Insight Home | Previous Article | Next Article
Issue 4, 2012
Improving Compute Farm Efficiency for EDA
Many IT managers report that the average utilization of their compute farms is just 50-60%. Neel Desai, product marketing manager, Lynx Design System, explains how new technology can improve EDA runtimes by helping design teams make better use of their available compute resources and potentially delay expensive hardware upgrades.
Chip design teams are under constant pressure to meet shorter project schedules. As they have increasingly come to depend on automated design tools for design synthesis, place and route and verification, a critical factor in their ability to meet project deadlines is the turnaround time – the time it takes from job submission to getting results – for EDA tools.
Recognizing the need for speed, EDA vendors like Synopsys invest heavily in R&D to optimize tool performance with each successive software release. Many chip companies have amassed thousands of CPUs in server farms to give their design teams the ability to create and iterate as fast as possible. But EDA tool performance counts for little if design teams are unable to take full advantage of the hardware resources at their disposal.

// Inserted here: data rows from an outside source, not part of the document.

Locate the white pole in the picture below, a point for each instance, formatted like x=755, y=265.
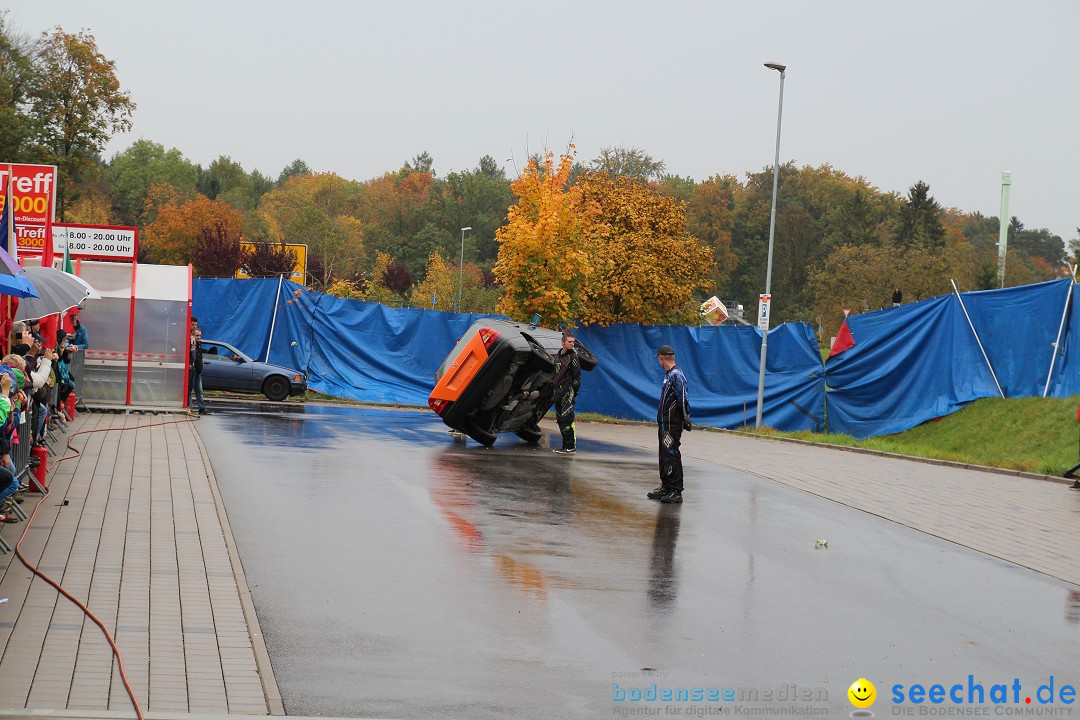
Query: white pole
x=273, y=320
x=461, y=269
x=1061, y=328
x=977, y=341
x=1003, y=227
x=772, y=233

Unfortunately, designers often lose productivity waiting for hardware, for example, when their synthesis job sits idle in a queue waiting for a suitable machine in the compute farm to become available.
Many design teams think the answer to this problem is always bigger and faster machines, but simply better utilizing the existing compute farm can often be more cost effective.
Synopsys operates its own server farms and through its services business, interacts with IT and CAD managers from many chip companies, who in turn manage their own compute farm environments. This experience has given Synopsys valuable insight into compute farm efficiencies. While chip companies invest millions of dollars to provide extensive server farms for their design teams, they are often not taking maximum advantage of their compute power. There is a practical reason why.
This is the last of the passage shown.